Com o elevado número de casos reais nas primeiras semanas de Março em Portugal (e nos países do mundo com os quais nos relacionamos mais), a melhor opção que o Governo tinha e utilizou era a da supressão, com vista a ganhar tempo para implementar medidas mais cirúrgicas e menos gravosas para a Economia, numa fase posterior. Tomás Pueyo, autor de vários artigos sobre a Pandemia, que são já uma referência para vários Governos, denomina este processo de “Martelo e Dança”. Trata-se de um princípio de quarentenas num modelo down-up (na fase Martelo), e da posterior retirada das medidas (a Dança) com medidas muito mais focadas.
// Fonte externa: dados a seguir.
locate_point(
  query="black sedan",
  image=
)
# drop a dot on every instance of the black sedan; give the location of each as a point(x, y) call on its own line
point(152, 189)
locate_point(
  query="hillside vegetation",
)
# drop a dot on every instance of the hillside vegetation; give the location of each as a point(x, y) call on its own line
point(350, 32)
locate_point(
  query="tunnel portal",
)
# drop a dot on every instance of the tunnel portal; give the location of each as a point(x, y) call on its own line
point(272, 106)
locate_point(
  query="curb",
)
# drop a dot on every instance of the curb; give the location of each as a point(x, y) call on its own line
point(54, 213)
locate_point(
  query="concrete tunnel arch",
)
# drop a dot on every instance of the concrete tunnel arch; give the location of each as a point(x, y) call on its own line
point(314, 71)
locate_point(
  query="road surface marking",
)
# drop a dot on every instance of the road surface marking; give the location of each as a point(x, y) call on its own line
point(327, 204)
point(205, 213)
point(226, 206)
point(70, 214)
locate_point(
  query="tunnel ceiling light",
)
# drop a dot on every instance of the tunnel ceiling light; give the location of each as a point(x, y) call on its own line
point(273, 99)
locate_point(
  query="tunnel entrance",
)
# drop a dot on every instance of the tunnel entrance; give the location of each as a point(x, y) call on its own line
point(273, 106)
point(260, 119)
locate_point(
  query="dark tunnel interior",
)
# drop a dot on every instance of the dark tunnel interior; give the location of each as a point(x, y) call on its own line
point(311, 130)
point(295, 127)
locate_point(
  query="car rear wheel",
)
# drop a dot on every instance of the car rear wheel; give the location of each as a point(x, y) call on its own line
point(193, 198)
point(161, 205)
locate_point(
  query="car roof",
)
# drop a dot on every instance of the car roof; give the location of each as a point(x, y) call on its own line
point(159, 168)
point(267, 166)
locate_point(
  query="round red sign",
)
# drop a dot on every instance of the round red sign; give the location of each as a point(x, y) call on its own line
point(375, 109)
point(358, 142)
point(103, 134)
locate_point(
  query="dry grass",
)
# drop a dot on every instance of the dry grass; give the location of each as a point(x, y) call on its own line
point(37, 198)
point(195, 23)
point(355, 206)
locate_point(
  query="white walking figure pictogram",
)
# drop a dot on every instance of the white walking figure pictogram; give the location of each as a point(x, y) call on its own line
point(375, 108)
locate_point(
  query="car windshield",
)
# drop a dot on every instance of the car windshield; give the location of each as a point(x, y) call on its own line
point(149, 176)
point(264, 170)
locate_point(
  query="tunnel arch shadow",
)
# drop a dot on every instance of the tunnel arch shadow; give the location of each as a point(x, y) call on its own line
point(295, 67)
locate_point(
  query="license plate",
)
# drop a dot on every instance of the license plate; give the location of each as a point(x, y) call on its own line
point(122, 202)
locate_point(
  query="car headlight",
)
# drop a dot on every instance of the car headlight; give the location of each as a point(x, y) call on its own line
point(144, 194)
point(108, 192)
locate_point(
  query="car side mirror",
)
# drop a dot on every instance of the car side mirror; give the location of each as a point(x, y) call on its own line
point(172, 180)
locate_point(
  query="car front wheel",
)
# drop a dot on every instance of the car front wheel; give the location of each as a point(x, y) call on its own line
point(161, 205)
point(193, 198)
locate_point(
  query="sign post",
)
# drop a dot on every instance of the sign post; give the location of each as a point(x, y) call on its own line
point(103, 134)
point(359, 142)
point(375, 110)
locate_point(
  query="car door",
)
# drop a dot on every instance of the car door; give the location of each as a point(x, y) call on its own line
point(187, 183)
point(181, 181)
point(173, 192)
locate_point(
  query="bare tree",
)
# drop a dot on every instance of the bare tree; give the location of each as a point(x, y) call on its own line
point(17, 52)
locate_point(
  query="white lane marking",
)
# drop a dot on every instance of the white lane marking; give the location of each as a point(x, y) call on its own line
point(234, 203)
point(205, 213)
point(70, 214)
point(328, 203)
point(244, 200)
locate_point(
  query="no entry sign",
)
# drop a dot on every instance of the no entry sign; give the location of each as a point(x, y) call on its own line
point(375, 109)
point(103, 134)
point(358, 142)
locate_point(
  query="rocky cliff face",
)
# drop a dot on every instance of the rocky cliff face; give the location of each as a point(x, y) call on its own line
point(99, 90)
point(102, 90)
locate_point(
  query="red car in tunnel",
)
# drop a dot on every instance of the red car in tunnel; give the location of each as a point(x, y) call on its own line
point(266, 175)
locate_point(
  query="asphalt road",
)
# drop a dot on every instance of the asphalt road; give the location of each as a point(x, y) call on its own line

A estratégia de supressão, ao invés da estratégia de mitigação (que tenta sobretudo achatar a curva), tenta aplicar medidas mais pesadas para rapidamente ter a epidemia sob controlo e suprimir todo e qualquer caso de contágio, até levar os contágios tendencialmente a zero.

Primeiro age-se com força ao impor um forte distanciamento social e colocar a situação sob controlo, depois, vão-se retirando as medidas, para que as pessoas gradualmente recuperem as suas liberdades e possamos voltar a algo que se assemelhe a uma vida social e económica normal. Com uma estratégia de supressão numa primeira onda de casos, o número de mortos é minimizado, porque não só reduzimos o crescimento exponencial na primeira fase, como reduzimos também a taxa de mortalidade, uma vez que o sistema de saúde não ficou completamente assoberbado. Já a acção localizada, permite controlar os surtos que surgem, sem necessidade de impor quarentena a todos. O princípio do down-up, baseia-se no controlo detalhado e localizado de todos os surtos existentes, por zonas: casa, prédio, rua, quarteirão, freguesia, cidade, concelho, país e área do globo.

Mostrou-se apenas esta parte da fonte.